Ho aperto gli occhi, questa
mattina, con la mente focalizzata al 23 maggio di 25 anni fa, in cui perse la
vita il giudice, Giovanni Falcone. Da allora, ogni anno, ogni minuto, ogni secondo, ogni
attimo della mia esistenza lo passo ricordando l’insegnamento di quell’uomo, di
quei due eroi che ci hanno lasciato.
Davanti ad una tazza
bollente di caffè, accendo la tv, già sintonizzata sulle breking news del
mattino e il mio cuore inizia a battere all’impazzata. Un senso di paura assale
la mia anima. Davanti a me lo schermo con un titolone e, come sfondo, il
lampeggiare delle sirene e un fuggi fuggi generale. Chiudo gli occhi per un
istante. Li riapro e capisco di essermi ritrovata nuovamente immersa in una
notizia che, proprio oggi, non avrei voluto leggere: “Attentato terroristico a
Manchester. Bilancio provvisorio: 19 morti e 59 feriti”. (Bilancio che, con il
passare delle ore è stato aggiornato. Qualche minuto fa il bilancio si è aggravato: 22 morti e 59 feriti. Un bilancio destinato ad essere aggiornato).

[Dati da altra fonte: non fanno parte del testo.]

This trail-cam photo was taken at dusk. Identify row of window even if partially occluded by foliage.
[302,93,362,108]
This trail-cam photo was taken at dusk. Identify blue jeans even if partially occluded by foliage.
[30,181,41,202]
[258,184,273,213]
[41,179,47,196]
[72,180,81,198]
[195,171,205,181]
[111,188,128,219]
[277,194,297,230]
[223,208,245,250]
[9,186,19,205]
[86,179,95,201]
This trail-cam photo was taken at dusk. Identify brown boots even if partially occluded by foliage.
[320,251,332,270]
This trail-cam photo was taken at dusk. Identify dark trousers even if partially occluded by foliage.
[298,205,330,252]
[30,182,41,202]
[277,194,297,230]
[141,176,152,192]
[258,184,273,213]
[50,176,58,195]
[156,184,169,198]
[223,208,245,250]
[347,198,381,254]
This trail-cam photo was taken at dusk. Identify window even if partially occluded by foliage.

Una strage di ragazzini. Saffie
aveva solo 8 anni. Gina 18. Un attacco alla beltà di fanciulli che erano andati
a vedere il concerto della loro cantante preferita. Una serata di festa,
tramutata in una carneficina. No. Non lo accetto.
Mi alzo dal divano, cerco di
capire. Gironzolo per casa e non riesco a trovare risposte. Intanto le immagini
continuano a scorrere nell’etere.
Fotogrammi strazianti, come
un film già visto. Dalla strage di Tel Aviv del 2001, a Charlie Ebdo, Bataclan,
Istanbul solo per citarne alcuni. Gli scatti passano come un rullo nella mia
testa.
Continuo, attonita, a
guardare la televisione. Scorgo urla, rabbia, tormento, disorientamento,
angoscia. Tutte parole che non si vorrebbero mai pronunciare, che non si
vorrebbero mai provare.
Eppure siamo qui, in un
triste martedì di maggio, un 23 maggio che vorremmo tutti dimenticare, un
giorno che non vorremmo mai aver voluto vivere 25 anni fa, che ci fa ripiombare
nella tristezza più totale.
Come si può pensare di
uccidere degli adolescenti, dei bimbi inermi in questo modo? Perché siamo
arrivati a tutto ciò?
Interrogativi legittimi.
Domande, magari fuori luogo, che meritano una risposta.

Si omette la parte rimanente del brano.